Just a stone’s throw from downtown Sapa to the foot of Ham Rong (Dragon Jaw) Mountain, the journey up to the peak provides a panoramic view of the whole Sapa where colorful wildflowers bloom almost all year round. Visitors to Ham Rong Mountain also have the chance to admire the orchid garden and numerous caves and stones in extraordinary shapes.
The incredible road between Sapa and Lai Chau crosses the Tram Ton Pass on the northern side of Fansipan, 15 kilometers from Sapa. At 1,900 meters, this is the highest mountain pass in Vietnam. Even if you are not planning to fully explore Vietnam’s unique northwest, it is well worth coming up here to experience the incredible views from the top of this pass.
Alongside the road, about five kilometers toward Sapa, is Thac Bac (Silver Waterfall). With a height of 100 meters, it is one of the highest waterfalls in the country, and the loop track is steep and scenic.
The main attraction of this area, apart from its natural beauty, is Vietnam’s largest concentration of ethnic groups including Red Dao, H’mong, Giay, Tay, Xa Pho, Kinh and Hoa. Their dress, buildings, traditions and lifestyles are a big magnet for visitors.
Sapa would be of considerably less interest without the H’mong and Dao people, the largest ethnic groups in the region. The billowing red headdresses of the Red Dao are visible all over town, a surreal sight amid the accelerating development. The H’mong are more numerous and canny traders. Their villages may look medieval but most will have a mobile phone and an email address to stay in touch. Traditionally, they were the poorest of the poor but have rapidly learnt the spirit of free enterprise. Most of the Montagnards have had little formal education and are illiterate, yet all the youngsters have a good command of English, French and a handful of other languages.

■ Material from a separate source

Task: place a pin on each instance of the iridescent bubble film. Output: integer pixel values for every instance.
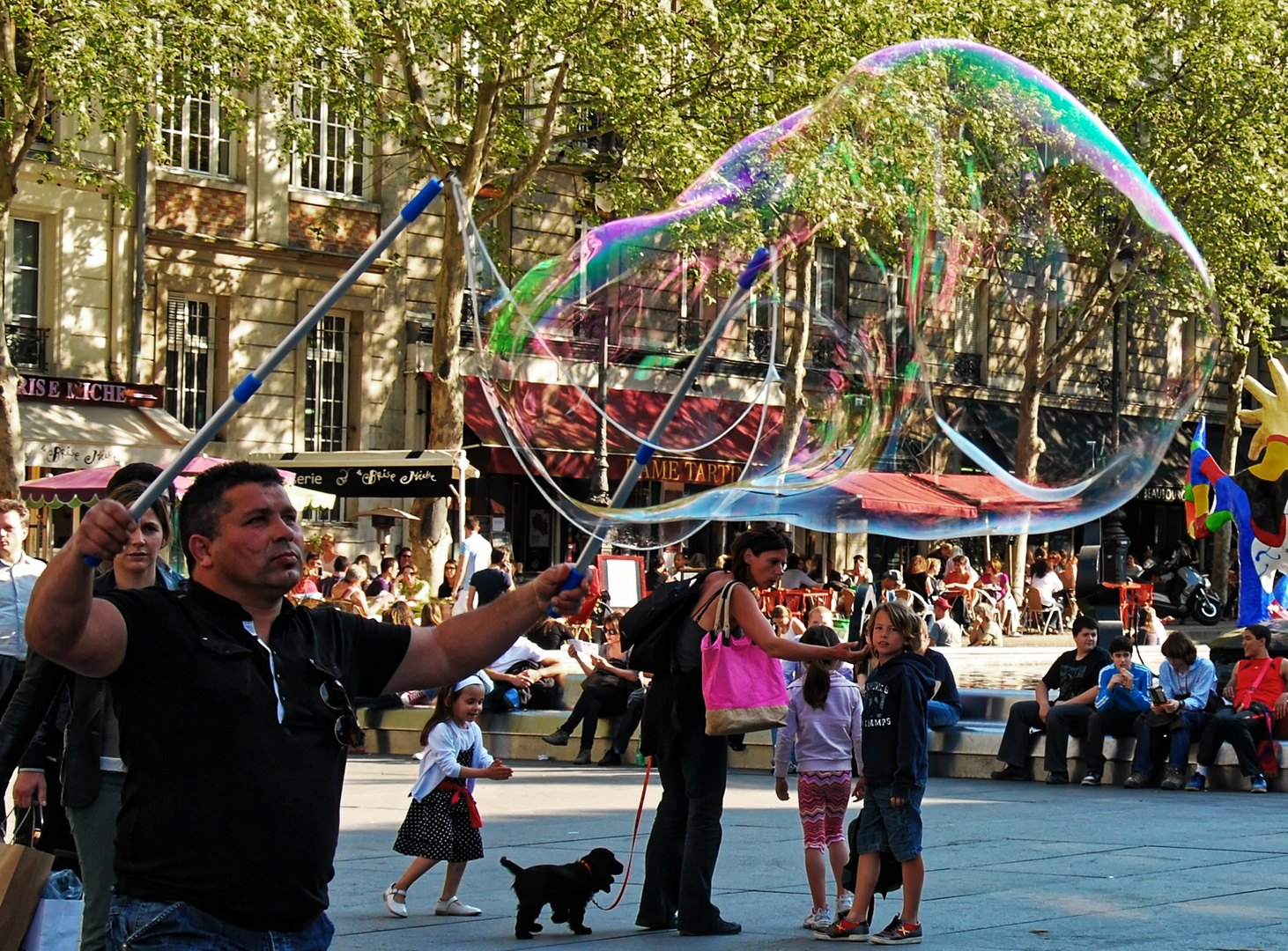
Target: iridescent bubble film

Sapa is also famous for its love market, which takes place on Saturday evenings. This cultural highlight used to be the place for tribal locals to find a partner and get married.
Tradition has it that young Red Dao hill tribes used to come to Sapa to sing songs to find their partners. Girls sang hidden in the dark and when a boy found them - if they liked each other - they disappeared into the forest for three days. Some of them got married after that.
But with the development of tourism, the real love market does not take place anymore. Currently visitors can only see a representation of the love market. Do not miss it, however, anyway if you are staying here on Saturday night.
Food, drinks and souvenir stores can be found near the stone church in the downtown area. The restaurants here offer a wide range of interesting Vietnamese and European meals at very affordable prices. The food is delicious and well-presented. The dining establishments also have respectable wine lists with French, South American and Australian wines, also at reasonable prices. The staff are very friendly and welcoming and usually speak quite good English.
With its beauty and unique lifestyle, Sapa is a rewarding destination where all the hustle of daily life vanishes.